Years After Fighting The `White Train,' Nuclear Protesters Now Want To Save It

The last time Jim Douglass saw the "White Train," he was trackside, part of a protest to stop it.

He thought then that the cars, carrying nuclear warheads for Trident missiles at the Bangor Submarine Base near Bremerton, should be stripped and scrapped, along with the policy of stockpiling nuclear weapons.

So did thousands of others in the Seattle area, including Raymond Hunthausen, then the Catholic archbishop of Seattle, who once called the Trident submarine the "Auschwitz of Puget Sound" and often took part in the mid-1980s protests.

Now, more than a decade later, most of the railroad cars are being scrapped, as useless relics of the Cold War, defunct tools in the balance of terror.

But Douglass, a founder of the Ground Zero Center for Nonviolent Action, and other anti-nuclear activists now aren't so sure the cars should be destroyed.

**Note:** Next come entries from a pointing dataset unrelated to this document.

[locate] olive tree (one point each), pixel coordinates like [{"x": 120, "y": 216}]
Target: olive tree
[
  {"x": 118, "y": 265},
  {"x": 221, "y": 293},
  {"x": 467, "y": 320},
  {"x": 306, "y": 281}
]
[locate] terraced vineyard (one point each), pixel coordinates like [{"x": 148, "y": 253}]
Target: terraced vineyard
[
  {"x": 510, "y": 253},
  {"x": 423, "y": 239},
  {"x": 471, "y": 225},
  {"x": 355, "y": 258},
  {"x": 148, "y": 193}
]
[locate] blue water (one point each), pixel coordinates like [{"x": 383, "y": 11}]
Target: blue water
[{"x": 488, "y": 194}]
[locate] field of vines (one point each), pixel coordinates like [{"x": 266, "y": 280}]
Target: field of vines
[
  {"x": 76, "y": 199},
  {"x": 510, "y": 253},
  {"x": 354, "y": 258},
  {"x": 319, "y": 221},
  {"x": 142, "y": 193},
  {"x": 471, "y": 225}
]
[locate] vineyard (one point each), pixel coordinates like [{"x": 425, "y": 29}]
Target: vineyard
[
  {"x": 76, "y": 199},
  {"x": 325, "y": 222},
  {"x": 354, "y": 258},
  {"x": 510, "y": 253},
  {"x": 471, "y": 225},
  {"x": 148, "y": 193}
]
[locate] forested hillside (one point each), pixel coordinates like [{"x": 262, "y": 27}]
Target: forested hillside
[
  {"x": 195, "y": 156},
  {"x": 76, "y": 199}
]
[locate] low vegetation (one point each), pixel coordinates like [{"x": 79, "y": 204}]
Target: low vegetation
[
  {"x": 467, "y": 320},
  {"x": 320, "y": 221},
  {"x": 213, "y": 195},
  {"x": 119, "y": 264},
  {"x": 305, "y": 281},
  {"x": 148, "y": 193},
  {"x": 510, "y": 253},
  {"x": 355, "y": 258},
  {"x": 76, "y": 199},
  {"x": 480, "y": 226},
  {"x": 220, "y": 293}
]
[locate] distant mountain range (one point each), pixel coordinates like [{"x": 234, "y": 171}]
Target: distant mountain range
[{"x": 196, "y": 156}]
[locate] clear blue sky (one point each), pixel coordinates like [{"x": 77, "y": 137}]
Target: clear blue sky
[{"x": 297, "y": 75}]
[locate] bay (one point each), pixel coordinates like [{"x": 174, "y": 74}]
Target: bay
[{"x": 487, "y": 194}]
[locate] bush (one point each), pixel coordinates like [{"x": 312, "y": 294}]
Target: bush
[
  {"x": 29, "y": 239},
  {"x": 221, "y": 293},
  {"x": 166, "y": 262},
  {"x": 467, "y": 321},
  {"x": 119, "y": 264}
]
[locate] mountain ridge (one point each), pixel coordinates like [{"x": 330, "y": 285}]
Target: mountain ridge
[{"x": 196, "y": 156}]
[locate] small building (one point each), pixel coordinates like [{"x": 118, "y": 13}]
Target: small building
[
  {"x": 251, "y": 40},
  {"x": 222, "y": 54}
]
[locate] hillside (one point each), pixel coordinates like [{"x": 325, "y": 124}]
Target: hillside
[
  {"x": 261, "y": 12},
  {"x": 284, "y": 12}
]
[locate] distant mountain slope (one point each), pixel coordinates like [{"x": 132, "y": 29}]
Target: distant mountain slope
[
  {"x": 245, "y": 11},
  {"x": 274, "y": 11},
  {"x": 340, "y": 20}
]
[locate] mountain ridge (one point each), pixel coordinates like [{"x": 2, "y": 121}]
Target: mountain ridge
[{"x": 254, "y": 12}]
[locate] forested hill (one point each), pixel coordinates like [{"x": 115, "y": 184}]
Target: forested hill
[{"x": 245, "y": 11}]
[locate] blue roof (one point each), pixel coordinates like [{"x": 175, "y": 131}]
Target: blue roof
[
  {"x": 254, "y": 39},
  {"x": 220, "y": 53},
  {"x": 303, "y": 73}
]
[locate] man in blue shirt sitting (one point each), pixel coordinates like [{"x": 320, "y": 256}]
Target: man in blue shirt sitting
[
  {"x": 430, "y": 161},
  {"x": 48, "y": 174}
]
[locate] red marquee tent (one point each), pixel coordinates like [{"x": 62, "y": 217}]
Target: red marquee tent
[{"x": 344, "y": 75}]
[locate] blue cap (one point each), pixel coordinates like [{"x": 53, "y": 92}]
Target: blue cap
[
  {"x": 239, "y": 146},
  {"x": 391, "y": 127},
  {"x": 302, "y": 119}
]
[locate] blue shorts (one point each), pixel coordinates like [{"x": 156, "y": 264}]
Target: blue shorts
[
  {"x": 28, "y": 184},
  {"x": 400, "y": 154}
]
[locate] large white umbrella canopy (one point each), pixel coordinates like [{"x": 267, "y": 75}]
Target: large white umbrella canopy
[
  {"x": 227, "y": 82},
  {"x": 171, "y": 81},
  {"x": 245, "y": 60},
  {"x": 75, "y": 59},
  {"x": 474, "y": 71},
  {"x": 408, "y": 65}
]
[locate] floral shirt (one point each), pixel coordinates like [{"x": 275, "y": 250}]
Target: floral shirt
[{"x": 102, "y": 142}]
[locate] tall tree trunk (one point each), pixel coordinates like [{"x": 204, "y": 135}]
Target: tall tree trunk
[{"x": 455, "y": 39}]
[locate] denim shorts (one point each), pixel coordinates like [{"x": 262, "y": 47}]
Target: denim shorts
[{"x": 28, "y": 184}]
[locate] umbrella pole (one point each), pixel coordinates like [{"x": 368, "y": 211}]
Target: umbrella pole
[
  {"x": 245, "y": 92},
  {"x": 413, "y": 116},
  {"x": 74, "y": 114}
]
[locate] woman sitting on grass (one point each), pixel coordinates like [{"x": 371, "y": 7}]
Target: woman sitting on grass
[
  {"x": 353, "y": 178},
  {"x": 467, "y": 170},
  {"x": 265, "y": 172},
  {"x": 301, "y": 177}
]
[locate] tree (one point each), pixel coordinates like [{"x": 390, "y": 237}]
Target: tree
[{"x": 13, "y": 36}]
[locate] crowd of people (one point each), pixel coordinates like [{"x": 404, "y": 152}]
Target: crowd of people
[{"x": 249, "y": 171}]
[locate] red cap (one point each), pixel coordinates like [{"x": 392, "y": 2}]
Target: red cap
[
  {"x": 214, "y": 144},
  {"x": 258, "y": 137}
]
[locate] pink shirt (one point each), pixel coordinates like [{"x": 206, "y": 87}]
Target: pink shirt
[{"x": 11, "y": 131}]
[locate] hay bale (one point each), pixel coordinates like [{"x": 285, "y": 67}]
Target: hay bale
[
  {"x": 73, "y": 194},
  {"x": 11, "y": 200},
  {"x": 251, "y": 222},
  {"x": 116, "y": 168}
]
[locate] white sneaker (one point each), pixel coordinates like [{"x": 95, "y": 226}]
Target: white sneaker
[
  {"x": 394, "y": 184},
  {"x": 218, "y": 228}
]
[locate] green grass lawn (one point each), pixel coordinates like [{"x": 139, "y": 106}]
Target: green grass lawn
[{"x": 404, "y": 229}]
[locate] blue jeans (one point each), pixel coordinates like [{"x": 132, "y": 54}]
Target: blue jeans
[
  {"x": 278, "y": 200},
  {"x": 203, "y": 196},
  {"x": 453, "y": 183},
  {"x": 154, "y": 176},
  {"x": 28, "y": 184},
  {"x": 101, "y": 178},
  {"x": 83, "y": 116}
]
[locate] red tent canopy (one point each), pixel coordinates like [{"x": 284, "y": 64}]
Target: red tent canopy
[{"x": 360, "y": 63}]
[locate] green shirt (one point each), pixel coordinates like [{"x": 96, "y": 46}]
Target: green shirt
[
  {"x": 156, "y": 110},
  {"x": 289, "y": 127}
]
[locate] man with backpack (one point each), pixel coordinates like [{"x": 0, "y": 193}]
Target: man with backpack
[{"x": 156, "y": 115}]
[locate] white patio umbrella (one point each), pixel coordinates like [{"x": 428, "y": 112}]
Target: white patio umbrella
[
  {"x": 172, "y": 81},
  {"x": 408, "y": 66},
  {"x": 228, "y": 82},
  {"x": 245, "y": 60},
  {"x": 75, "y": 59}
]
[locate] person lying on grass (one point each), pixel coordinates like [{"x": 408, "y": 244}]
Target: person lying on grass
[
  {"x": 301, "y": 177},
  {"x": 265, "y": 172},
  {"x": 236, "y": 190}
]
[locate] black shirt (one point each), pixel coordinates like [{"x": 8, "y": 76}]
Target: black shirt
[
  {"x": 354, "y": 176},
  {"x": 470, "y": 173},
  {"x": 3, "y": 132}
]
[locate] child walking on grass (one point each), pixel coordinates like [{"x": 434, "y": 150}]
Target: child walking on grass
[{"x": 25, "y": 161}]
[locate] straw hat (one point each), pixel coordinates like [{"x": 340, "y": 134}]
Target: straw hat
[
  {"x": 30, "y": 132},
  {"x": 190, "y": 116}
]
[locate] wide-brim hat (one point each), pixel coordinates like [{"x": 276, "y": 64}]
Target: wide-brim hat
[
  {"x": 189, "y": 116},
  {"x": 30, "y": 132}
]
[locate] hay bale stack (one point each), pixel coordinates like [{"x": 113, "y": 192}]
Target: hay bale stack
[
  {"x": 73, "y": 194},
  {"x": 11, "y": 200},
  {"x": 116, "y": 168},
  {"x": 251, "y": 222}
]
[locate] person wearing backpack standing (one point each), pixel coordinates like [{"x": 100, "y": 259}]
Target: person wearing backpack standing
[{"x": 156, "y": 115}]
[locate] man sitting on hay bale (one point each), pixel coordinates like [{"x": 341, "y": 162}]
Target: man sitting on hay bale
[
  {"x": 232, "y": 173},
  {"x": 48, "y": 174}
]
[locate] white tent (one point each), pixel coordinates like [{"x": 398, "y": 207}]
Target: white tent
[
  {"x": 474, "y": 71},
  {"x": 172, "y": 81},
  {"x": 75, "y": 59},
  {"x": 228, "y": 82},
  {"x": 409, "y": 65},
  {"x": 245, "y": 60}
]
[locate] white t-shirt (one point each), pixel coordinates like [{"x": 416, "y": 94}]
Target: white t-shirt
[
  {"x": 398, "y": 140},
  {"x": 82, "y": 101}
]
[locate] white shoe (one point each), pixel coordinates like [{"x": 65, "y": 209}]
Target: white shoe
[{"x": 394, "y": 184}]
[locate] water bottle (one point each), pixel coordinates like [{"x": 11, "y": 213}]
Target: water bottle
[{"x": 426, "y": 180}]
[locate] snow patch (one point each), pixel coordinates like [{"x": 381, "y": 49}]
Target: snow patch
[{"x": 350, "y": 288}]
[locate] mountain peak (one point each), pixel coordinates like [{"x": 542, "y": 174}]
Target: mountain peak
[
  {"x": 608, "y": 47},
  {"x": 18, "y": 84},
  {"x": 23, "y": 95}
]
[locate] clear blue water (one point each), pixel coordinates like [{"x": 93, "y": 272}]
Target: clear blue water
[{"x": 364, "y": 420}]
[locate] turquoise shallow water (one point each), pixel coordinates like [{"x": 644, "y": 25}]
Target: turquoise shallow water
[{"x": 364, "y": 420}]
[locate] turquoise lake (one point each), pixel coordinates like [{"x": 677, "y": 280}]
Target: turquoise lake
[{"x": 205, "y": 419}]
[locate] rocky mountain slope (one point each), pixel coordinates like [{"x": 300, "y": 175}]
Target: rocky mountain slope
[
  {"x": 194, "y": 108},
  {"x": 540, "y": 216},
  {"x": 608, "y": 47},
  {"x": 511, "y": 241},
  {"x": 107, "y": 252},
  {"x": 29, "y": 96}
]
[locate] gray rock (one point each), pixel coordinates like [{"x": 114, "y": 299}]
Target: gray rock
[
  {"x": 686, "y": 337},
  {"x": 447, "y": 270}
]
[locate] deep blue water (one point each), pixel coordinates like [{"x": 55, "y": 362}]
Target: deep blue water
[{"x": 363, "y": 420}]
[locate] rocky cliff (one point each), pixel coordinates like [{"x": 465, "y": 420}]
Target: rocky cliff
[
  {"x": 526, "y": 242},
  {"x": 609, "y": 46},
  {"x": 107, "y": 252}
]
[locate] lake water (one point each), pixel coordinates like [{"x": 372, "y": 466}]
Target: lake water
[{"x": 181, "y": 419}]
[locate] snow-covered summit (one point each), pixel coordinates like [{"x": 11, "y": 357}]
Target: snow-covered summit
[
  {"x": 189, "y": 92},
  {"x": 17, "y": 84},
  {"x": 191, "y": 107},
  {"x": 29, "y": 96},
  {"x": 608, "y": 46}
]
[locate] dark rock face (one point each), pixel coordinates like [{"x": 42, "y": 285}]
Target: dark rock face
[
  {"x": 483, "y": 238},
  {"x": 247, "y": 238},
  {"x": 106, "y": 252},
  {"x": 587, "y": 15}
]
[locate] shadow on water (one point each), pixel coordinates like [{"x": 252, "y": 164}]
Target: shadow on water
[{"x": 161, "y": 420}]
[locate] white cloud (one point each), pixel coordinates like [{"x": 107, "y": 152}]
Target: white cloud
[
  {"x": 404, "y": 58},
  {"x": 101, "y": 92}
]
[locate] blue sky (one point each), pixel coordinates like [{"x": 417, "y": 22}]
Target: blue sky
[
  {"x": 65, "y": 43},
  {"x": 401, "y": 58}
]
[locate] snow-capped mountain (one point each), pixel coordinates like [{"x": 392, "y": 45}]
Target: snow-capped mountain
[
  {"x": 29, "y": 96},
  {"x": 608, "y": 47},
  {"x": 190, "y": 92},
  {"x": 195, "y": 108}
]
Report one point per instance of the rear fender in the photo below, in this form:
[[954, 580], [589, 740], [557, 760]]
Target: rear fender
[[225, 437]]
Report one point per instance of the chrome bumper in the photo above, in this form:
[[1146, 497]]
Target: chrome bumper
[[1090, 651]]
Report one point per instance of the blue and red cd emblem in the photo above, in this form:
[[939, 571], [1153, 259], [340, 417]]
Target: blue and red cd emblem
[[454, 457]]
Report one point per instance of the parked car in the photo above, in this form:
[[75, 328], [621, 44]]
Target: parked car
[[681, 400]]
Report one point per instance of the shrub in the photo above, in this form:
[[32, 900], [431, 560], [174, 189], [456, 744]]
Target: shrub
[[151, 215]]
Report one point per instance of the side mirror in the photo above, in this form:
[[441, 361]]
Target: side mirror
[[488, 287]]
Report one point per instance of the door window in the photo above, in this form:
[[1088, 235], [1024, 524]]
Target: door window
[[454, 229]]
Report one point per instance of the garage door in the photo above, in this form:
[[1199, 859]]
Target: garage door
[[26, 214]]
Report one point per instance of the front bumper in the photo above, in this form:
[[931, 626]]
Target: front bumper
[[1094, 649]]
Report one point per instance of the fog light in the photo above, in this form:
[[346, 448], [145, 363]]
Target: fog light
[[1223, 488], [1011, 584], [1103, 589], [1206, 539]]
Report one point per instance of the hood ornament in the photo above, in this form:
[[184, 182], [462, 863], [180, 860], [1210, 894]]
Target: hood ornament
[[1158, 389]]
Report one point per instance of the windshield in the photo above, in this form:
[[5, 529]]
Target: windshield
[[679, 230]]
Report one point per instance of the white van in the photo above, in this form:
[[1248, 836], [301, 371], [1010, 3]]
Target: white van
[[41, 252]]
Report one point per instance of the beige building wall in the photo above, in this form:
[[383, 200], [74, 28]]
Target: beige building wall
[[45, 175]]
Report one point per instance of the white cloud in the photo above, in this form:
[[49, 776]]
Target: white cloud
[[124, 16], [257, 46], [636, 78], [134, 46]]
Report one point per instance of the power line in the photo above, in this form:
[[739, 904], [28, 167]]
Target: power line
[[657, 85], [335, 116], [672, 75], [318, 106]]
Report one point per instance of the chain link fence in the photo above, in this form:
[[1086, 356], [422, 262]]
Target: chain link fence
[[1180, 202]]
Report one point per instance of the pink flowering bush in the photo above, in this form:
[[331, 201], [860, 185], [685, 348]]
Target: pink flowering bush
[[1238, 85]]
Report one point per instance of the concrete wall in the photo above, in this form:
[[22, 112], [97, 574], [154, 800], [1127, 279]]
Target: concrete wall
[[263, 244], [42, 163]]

Rather, they'd like to preserve one or more of the cars - to turn them into a museum to commemorate their cause.

"As thousands of people stood along those tracks and prayed and protested, the people of this country became more conscious of the arms race and took many means to protest it. And the arms race eventually was stopped," said Douglass, who lived in the house closest to Bangor with his wife, Shelley, to monitor shipments.

"Why not give one of those cars to Ground Zero . . .?" asked Douglass, who now runs a shelter for the homeless in Birmingham, Ala.

The Department of Energy office in Albuquerque, N.M., which is in charge of the rail cars, is noncommittal.

"We're going to have to talk to our management on that. This is sort of a new one," said spokeswoman Tracy Loughead.

The idea of preserving the cars for history's sake is not new.

Most of the almost 60 cars - stored for years at the Texas plant where the weapons they carried were made - are to be dismantled and scrapped. But about eight cars are to be preserved by the Department of Energy (DOE).

The National Historic Preservation Act required DOE to confer with historic-preservation officials in Texas before destroying the cars, to see whether they might be historically significant. It was agreed they were.

"These rail cars moved nuclear weapons and components to military and Department of Energy installations around the continental United States from 1957 until the mid-1980s. As such, these properties are significant for their associations with the Cold War," said a letter from the Texas Historical Commission in May of 1996 to DOE.

Train repainted, then abandoned

The White Train, so called because it originally was painted white to deflect solar heat, was painted a variety of colors in 1984 in a failed effort to deflect protesters' attention.

In 1985, according to DOE documents, it was decided to terminate rail shipments, in part because of the protests. The DOE then started to use tractor-trailer rigs to carry nuclear shipments on the highways, where they are harder to track.

In 1992, plans to ship the train to Russia to help the former arms-race enemy transport nuclear weapons destined for dismantling fizzled, and plans to do away with the cars were begun.

Among those slated for DOE preservation are one bomb car and one escort car, in which armed special agents rode. Those two have been requested by the National Atomic Museum, now on Kirtland Air Force Base in Albuquerque.

It would be about two years before the cars were put on display, said Mark Sifuentes, a DOE spokesman. Part of that delay is that the museum is expected to move off-base.

Plant would keep six more cars

Another six cars are to remain at Pantex, the weapons-manufacturing plant operated since World War II by the DOE in an area between the communities of Panhandle and Amarillo.

Pantex lately has been engaged in dismantling nuclear weapons, not building them. The public has never been allowed on plant property.

"We'll just kind of move them around on the track where they won't be in the way. There's no money for the moment to do anything with them except just leave them," said Carl Phagan, Pantex's environmental-resources protection section manager.

"We hope fondly to be able to find some money, somehow, somewhere, to make some of them accessible to the public at some point."

When that happens, Phagan said, the protesters would not be left out.

"We recognize the importance of the protest movement in this. However we tell the Pantex story, protest is a part of it," he said.

The protesters would rather tell their own story, however.

Protesters want their own focus

"What we would like is a park that celebrates the human resistance to nuclear weapons, not a celebration of them," said Brian Watson, a spokesman for the Poulsbo-based Ground Zero.

If it happens, it will be because of Glen Milner, a Lake Forest Park electrician, who was arrested for trespass trackside in 1985 along with Douglass.

In addition to this year persuading Shorecrest - his children's high school - to display anti-war brochures in the counseling office, he has been diligently tracking the White Train. He hopes to bring a part of it home for a museum.

Using the Freedom of Information Act, Milner has obtained documents on plans for White Train disposal and preservation.

He has engaged staffers in U.S. Sen. Patty Murray's office to investigate the matter, and he has raised the sympathy of historic-preservation officials, who say they may ask DOE to talk with him.

"It could be a lesson that citizens can speak up and make a difference," Milner said, "that they can change the outcome of the world. Years from now, people would look back and realize how close we were to nuclear war."